Die Teams der Regionalliga West sind wie durch eine unsichtbare Grenze geteilt. Da sind zum einen die Mannschaften, die sogenannten „Männerfußball“ spielen, mit baumlangen Abwehrspielern, die in den letzten Minuten nach vorne gehen, und mehr Kick & Rush als Spielkultur. Und dann die U23-Teams der Bundesligisten: junge Kerle, manchmal etwas schmächtig, aber fein ausgebildet, überragend am Fuß. Wer in dieser Liga etwa gewinnen will, muss gegen beide bestehen.
Gegen den BVB ist gleich zu sehen, was die Leute ab sofort von Rot-Weiss Essen erwarten können.
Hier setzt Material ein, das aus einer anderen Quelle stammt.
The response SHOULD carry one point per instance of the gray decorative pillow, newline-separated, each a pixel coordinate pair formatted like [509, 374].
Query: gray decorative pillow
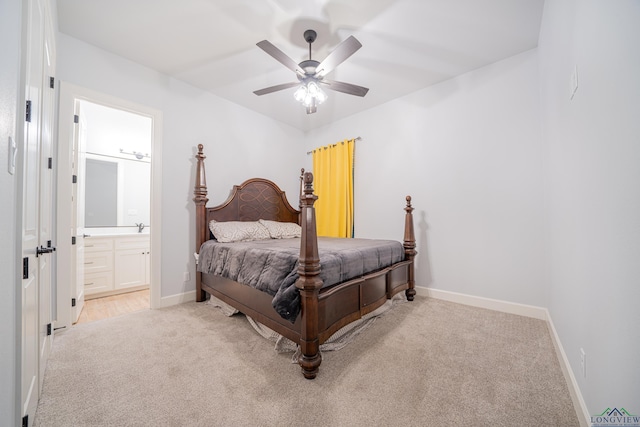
[281, 230]
[238, 231]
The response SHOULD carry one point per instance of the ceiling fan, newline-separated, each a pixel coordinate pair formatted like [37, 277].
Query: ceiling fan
[311, 73]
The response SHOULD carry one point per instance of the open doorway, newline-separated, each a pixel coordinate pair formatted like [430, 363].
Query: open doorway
[109, 209]
[115, 190]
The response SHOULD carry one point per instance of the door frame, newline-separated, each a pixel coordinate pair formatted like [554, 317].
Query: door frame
[69, 93]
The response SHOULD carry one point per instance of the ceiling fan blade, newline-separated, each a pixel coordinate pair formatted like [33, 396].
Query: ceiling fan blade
[280, 56]
[348, 88]
[275, 88]
[338, 56]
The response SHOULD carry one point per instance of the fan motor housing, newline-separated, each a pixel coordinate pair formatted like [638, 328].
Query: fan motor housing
[309, 66]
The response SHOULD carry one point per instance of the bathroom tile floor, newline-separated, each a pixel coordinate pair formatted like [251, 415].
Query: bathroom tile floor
[115, 305]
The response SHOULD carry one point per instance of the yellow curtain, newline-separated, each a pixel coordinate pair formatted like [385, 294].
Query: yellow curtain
[333, 184]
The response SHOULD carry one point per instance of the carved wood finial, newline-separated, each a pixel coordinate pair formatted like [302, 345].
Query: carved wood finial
[200, 188]
[409, 244]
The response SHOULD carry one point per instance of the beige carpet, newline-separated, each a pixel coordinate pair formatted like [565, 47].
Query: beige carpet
[425, 363]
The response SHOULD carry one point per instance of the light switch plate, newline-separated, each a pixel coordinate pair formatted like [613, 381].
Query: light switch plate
[13, 150]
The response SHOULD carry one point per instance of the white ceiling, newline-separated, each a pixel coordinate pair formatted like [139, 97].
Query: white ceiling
[211, 44]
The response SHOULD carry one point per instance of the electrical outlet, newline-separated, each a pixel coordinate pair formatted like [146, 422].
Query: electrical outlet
[573, 82]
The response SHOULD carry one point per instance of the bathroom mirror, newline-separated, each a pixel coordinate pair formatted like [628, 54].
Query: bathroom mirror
[115, 172]
[117, 192]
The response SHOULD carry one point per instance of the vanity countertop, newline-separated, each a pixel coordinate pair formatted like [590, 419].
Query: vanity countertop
[114, 232]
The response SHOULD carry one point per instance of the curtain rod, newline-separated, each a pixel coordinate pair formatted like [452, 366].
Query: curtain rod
[357, 138]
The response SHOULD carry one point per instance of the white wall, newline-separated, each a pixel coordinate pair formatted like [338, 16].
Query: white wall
[468, 151]
[239, 144]
[10, 33]
[593, 192]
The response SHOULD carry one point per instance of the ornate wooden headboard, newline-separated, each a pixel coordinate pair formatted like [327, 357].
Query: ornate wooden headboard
[255, 199]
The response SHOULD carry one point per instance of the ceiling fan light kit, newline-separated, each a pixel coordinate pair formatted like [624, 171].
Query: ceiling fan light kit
[311, 73]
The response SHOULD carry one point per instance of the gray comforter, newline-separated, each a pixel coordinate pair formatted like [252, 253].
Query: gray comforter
[271, 265]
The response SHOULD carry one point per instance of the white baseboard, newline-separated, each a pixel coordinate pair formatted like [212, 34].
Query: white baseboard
[576, 397]
[177, 299]
[528, 311]
[488, 303]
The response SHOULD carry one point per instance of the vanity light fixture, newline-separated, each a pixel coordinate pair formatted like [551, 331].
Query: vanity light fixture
[137, 154]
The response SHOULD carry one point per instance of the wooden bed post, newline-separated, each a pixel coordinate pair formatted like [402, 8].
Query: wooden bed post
[200, 198]
[410, 248]
[309, 283]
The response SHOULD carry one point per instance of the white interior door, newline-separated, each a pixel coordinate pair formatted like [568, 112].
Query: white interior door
[46, 205]
[30, 209]
[79, 166]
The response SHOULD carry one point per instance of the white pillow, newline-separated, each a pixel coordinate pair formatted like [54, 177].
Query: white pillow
[238, 231]
[282, 230]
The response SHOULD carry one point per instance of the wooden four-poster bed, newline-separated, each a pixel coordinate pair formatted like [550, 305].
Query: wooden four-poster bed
[320, 310]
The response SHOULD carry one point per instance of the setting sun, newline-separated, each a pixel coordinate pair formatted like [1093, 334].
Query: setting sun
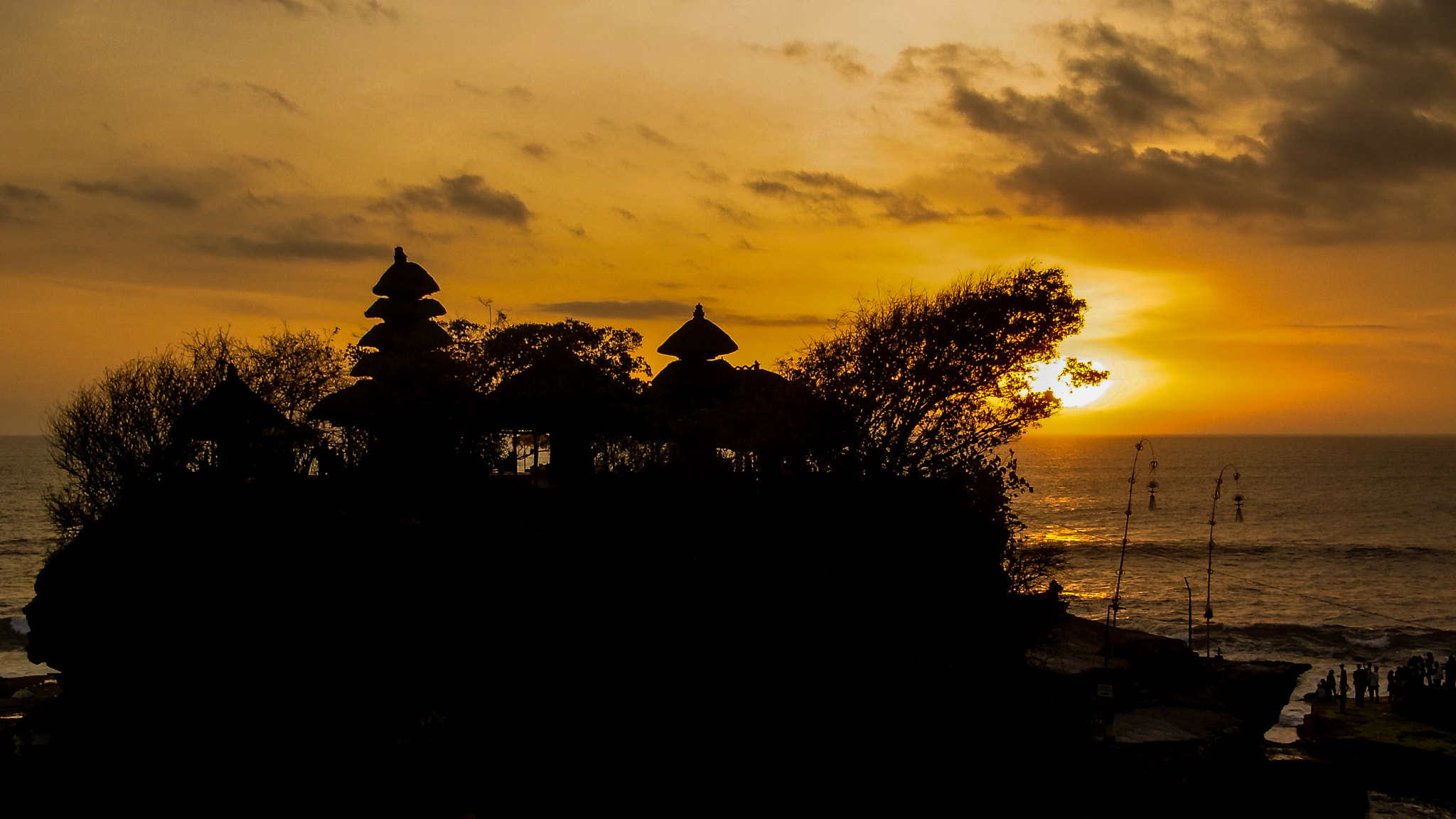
[1046, 378]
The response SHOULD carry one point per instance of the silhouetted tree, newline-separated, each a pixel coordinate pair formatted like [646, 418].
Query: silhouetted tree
[118, 433]
[931, 384]
[500, 352]
[1029, 566]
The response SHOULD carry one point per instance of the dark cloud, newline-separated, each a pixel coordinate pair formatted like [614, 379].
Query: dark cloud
[772, 321]
[954, 62]
[1359, 140]
[465, 194]
[653, 136]
[373, 12]
[141, 190]
[276, 97]
[650, 309]
[730, 212]
[291, 6]
[845, 60]
[286, 247]
[1353, 104]
[268, 164]
[1126, 184]
[26, 196]
[476, 91]
[830, 196]
[369, 11]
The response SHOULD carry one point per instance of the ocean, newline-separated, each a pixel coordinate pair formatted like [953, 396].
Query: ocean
[25, 540]
[1347, 550]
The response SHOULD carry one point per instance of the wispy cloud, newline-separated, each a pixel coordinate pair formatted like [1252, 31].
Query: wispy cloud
[276, 97]
[843, 59]
[141, 190]
[832, 194]
[465, 194]
[21, 194]
[653, 136]
[730, 210]
[650, 309]
[286, 247]
[1331, 117]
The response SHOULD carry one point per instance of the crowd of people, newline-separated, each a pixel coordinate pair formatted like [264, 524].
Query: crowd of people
[1415, 672]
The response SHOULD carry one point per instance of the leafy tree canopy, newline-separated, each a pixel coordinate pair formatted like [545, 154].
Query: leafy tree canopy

Torwart Marcel Lenz steht ständig dreißig Meter vor dem eigenen Tor. Es ist ein riskantes Spiel. Und nach der zweiten hitzebedingten Trinkpause ist es so weit: RWE verliert den Ball im Mittelfeld, Lenz steht auf verlorenem Posten – 0:1. Im Stadion an der Hafenstraße wird es zur Pause unruhig. Wat ’ne Scheiße! Danach ein ähnliches Bild: Essen versucht alles, nichts gelingt. Bis Amara Condé unvermittelt aus 25 Metern aufs Tor schießt. Das Ding sitzt, 1:1. Die Fans singen: „Oh, RWE!“, das alte Lied. In der fünften Minute der Nachspielzeit hat Essen noch einmal den Ball. Ungeschicktes Zweikampfverhalten zweier Dortmunder, der Schiedsrichter entscheidet auf Elfmeter. Alexander Hahn nimmt sich den Ball und trifft zum 2:1.
Marcus Uhlig ist danach nicht mehr zu halten, er klettert über die Tribünenplätze und nimmt mehrere Stufen auf einmal. Schnell runter in die Katakomben und ab aufs Spielfeld. Am Kabinenausgang trifft er auf Mike Tullberg, den Trainer des Gegners. „Unfassbar!“, brüllt der BVB-Coach entgeistert. Draußen feiern die Essener Spieler. Unfassbar – und das war erst der Auftakt. Als Uhlig vom Platz zurückkommt, greift er sich ans Herz.
Der Sieg in letzter Minute ist der Auftakt zu einem blitzsauberen Saisonstart. Das Team scheint die Ideen von Christian Titz schneller umzusetzen, als selbst die Optimisten im Verein erhofft haben. Von den ersten acht Partien gewinnen die Rot-Weißen sieben und machen dabei eine Menge Titz-typischen Alarm auf dem Platz. Dann aber unterliegen sie ohne Vorwarnung dem SC Verl mit 1:4, und auch die folgenden beiden Spiele gehen verloren: erst 2:3 bei der Gladbacher Reserve, dann zu Hause 0:1 gegen Fortuna Köln.
Jörn Nowak und Marcus Uhlig gefällt nicht, was sie in dieser Phase sehen. Es scheint, als hätten die Gegner das Essener Spiel durchschaut, und als würde der Elf ein Plan B fehlen, um darauf zu reagieren. Uhlig sitzt oben auf der Tribüne und denkt: „Boah, wie einfach ist das auf einmal, gegen uns zu gewinnen!“ Das, was die Essener anfangs stark gemacht hat – Vollgasfußball ab der ersten Minute –, hat sich nun ins Gegenteil verkehrt. Oft geht RWE zu nachlässig ins Spiel und gerät früh in Rückstand. Bevor jedoch eine größere Krise aufkommt, fängt sich das Team und gewinnt zwischenzeitlich fünf Mal in Folge – um dann im letzten Spiel des Jahres mit 0:2 gegen den VfB Homberg, einen der absoluten Underdogs der Liga, zu verlieren.